Сначала франкенштейн рассек брюхо лани и вывалил внутренности перед конями. Все четыре черных, как смоль, коня тут же принялись драться за угощение. А затем возница и остальную часть тушки разделал, отдавая коням здоровенные куски, сочащиеся еще теплой кровью, с костями, которые кони тоже с хрустом перемалывали с удовольствием. И не относительно хрупкие ребра или хрящики у позвоночника они сгрызли, а все кости, даже те, что были у лани в ногах, самые прочные и крупные. Для себя франкенштейн тоже, не слишком пользуясь ножом, оторвал голову с еще раскрытыми глазами лани и принялся ее обгладывать, с шумом высасывая мозг, язык и прочие… лакомства. Запил он этот завтрак кровью, которую вычерпывал из распотрошенной животины своими огромными ладонями, с урчанием слизывая пунцовые капли с пальцев.
Оле-Лех засмотрелся на это… пиршество, затем его передернуло, и он почти пожаловался Тальде:
– Чувствую, волки нам не страшны, с такими-то конями.
– Волков поблизости нет, сахиб, разбежались они. У них же нюх, они сразу сообразили, чем эти лошадки кормятся, – рассеянно отозвался слуга.
Он тоже был занят делом, пробовал по-быстрому поджарить доставшуюся им свежатину на огне, поливая ее для вкуса каким-то плотным и темным вином из фляги. Чтобы вино не попадало на угли, он подставлял снизу небольшую квадратную сковороду. Но она раскалилась на огне, и бережливость слуги стала зряшной, потому что вино на этой сковороде кипело и пропадало так же верно, как если бы падало в угли.
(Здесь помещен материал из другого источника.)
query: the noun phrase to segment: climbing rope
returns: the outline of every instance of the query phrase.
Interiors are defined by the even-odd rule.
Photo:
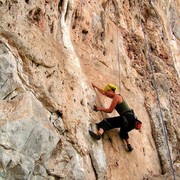
[[[138,8],[138,14],[139,14],[138,16],[139,16],[139,19],[140,19],[140,9],[141,8],[140,8],[138,0],[137,0],[137,8]],[[159,98],[156,78],[155,78],[155,75],[154,75],[154,66],[153,66],[153,62],[152,62],[151,58],[149,57],[149,51],[148,51],[149,46],[148,46],[148,42],[147,42],[145,28],[144,28],[144,25],[143,25],[141,19],[140,19],[140,24],[141,24],[141,27],[142,27],[142,31],[143,31],[144,39],[145,39],[145,44],[146,44],[145,50],[146,50],[147,53],[145,53],[145,56],[146,56],[147,60],[149,61],[151,72],[152,72],[152,75],[153,75],[154,88],[155,88],[155,91],[156,91],[156,96],[157,96],[157,100],[158,100],[158,107],[159,107],[159,110],[160,110],[160,116],[161,116],[161,120],[162,120],[162,124],[163,124],[163,132],[164,132],[166,146],[167,146],[167,150],[168,150],[168,156],[169,156],[169,160],[170,160],[170,166],[171,166],[171,170],[172,170],[172,175],[173,175],[174,180],[176,180],[174,167],[173,167],[173,162],[172,162],[171,154],[170,154],[169,143],[168,143],[167,129],[166,129],[166,126],[165,126],[165,123],[164,123],[164,116],[163,116],[163,113],[162,113],[161,102],[160,102],[160,98]]]
[[[115,6],[115,4],[114,4]],[[117,36],[117,62],[118,62],[118,74],[119,74],[119,94],[121,94],[121,63],[120,63],[120,52],[119,52],[119,31],[118,31],[118,8],[115,6],[116,9],[116,36]]]

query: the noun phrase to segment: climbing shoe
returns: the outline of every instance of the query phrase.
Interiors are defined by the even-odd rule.
[[[95,139],[95,140],[100,140],[101,139],[101,135],[97,135],[96,133],[94,133],[93,131],[89,131],[90,136]]]
[[[128,151],[132,151],[133,150],[133,148],[132,148],[132,146],[130,144],[127,145],[127,148],[128,148]]]

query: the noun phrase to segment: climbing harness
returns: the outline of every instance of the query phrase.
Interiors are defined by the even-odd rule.
[[[115,6],[115,4],[114,4]],[[118,62],[118,72],[119,72],[119,94],[121,94],[121,63],[120,63],[120,52],[119,52],[119,33],[118,33],[118,8],[115,6],[116,9],[116,36],[117,36],[117,62]]]
[[[137,8],[138,8],[138,14],[139,14],[139,17],[140,17],[140,9],[141,9],[141,8],[140,8],[140,6],[139,6],[138,0],[137,0]],[[163,132],[164,132],[164,135],[165,135],[166,146],[167,146],[167,150],[168,150],[168,156],[169,156],[169,160],[170,160],[172,175],[173,175],[174,180],[176,180],[175,172],[174,172],[174,167],[173,167],[173,162],[172,162],[171,154],[170,154],[169,143],[168,143],[167,129],[166,129],[166,126],[165,126],[165,123],[164,123],[164,116],[163,116],[163,113],[162,113],[162,108],[161,108],[159,93],[158,93],[157,84],[156,84],[156,78],[155,78],[155,75],[154,75],[154,66],[153,66],[153,63],[152,63],[151,58],[149,58],[148,43],[147,43],[147,38],[146,38],[146,32],[145,32],[145,30],[144,30],[145,28],[144,28],[143,23],[141,22],[141,19],[140,19],[140,24],[141,24],[141,27],[142,27],[142,31],[143,31],[144,39],[145,39],[145,44],[146,44],[145,49],[146,49],[147,53],[145,53],[145,56],[146,56],[147,60],[149,61],[150,68],[151,68],[151,72],[152,72],[152,75],[153,75],[153,82],[154,82],[154,87],[155,87],[156,96],[157,96],[157,100],[158,100],[158,107],[159,107],[159,110],[160,110],[160,116],[161,116],[161,120],[162,120],[162,124],[163,124]]]

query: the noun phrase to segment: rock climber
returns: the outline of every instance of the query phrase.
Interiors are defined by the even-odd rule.
[[[97,87],[94,84],[92,84],[92,86],[96,88],[101,94],[112,99],[109,108],[95,106],[94,110],[103,111],[105,113],[111,113],[115,109],[120,116],[106,118],[101,122],[97,123],[96,125],[98,132],[96,134],[93,131],[89,131],[91,137],[94,138],[95,140],[99,140],[101,139],[105,131],[108,131],[113,128],[121,128],[119,135],[122,139],[125,140],[128,151],[132,151],[133,148],[129,143],[128,132],[136,128],[135,127],[136,121],[139,121],[137,120],[134,111],[129,108],[123,97],[115,92],[118,88],[114,84],[108,84],[107,86],[105,86],[104,90]]]

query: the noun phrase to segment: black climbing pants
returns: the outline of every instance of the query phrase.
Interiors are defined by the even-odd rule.
[[[123,116],[116,116],[106,118],[97,123],[97,128],[102,128],[104,131],[108,131],[114,128],[120,128],[119,135],[122,139],[128,139],[128,132],[135,127],[135,117],[133,112],[127,112]]]

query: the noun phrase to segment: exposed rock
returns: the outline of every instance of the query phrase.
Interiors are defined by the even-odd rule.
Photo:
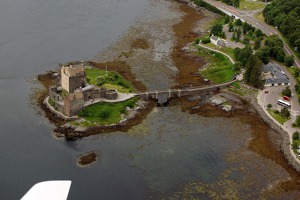
[[[219,105],[227,102],[228,100],[224,97],[221,97],[221,96],[217,95],[217,96],[213,96],[209,101],[210,101],[211,105],[219,106]]]
[[[229,112],[229,111],[232,110],[232,105],[224,105],[224,106],[222,107],[222,109],[223,109],[224,111],[226,111],[226,112]]]
[[[95,152],[87,152],[84,155],[80,155],[80,157],[78,158],[78,164],[81,167],[85,167],[95,162],[98,157],[99,155],[96,154]]]

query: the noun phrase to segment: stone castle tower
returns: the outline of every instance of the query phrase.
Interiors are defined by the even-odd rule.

В общем, ему было не до Оле-Леха, и тот это в общем-то понимал.
А потом, когда и мясо толком не поджарилось, и кони насытились убоиной, и франкенштейн как-то странно стал поглядывать на огонь, а может, и на ту ланью ногу, что он отдал Оле-Леху с Тальдой, оруженосец поднял голову, оглянулся на возницу с заметной опаской и сказал негромко, вот только шепот у него все равно разнесся чуть не на всю поляну:
– Господин мой, он просит хотя бы кружку вина для сытости. А еще твердит, что и его коням хорошо бы поднести по кружке бренди. Он его как-то чувствует в наших бочонках… Разреши?
– Только сам больше половины кружки не пей и этому… другу своему полумертвому тоже больше кружки не давай. Не ровен час, опьянеет и впрямь опрокинет в канаву.
– Тише, сахиб, он же все понимает, вдруг обидится? Это ты для меня – господин, а для него – не очень-то.
– Как так? – не понял Оле-Лех, пробуя с трудом прожевать полусырое мясо. – Он – слуга, слушаться должен.
– Он и слушается, но лишь… Пока все спокойно и тихо. А если разозлится – даже не знаю, на что и способен.
– Ладно, иди налей ему и коням, – разрешил рыцарь и попробовал все же дожарить мясо, пока слуга выполнял просьбу возницы.
После бренди кони повеселели, напились еще воды из речки, и, как только Оле-Лех понял, что больше не сумеет проглотить ни кусочка этой обугленной и не очень-то съедобной свежатины, они снова тронулись в путь. И кони опять понеслись, даже страшно становилось.
Оле-Лех никогда прежде не бывал в Нижнем мире и с интересом ждал, когда же появятся первые жители этих краев, думал, что они как-либо должны отличаться от тех вилланов, которых он привык видеть во владениях Госпожи. Еще он рассчитывал, что путешествовать можно будет удобнее, когда они попадут в обжитые места, ведь есть же у смертных по дорогам трактиры, где можно выспаться, не раскачиваясь в этой карете, как ядрышко в ореховой скорлупе, а на кровати, даже на простынях и под одеялом… И кормиться можно будет не сухой рыбой и сухарями, а нормально приготовленными блюдами.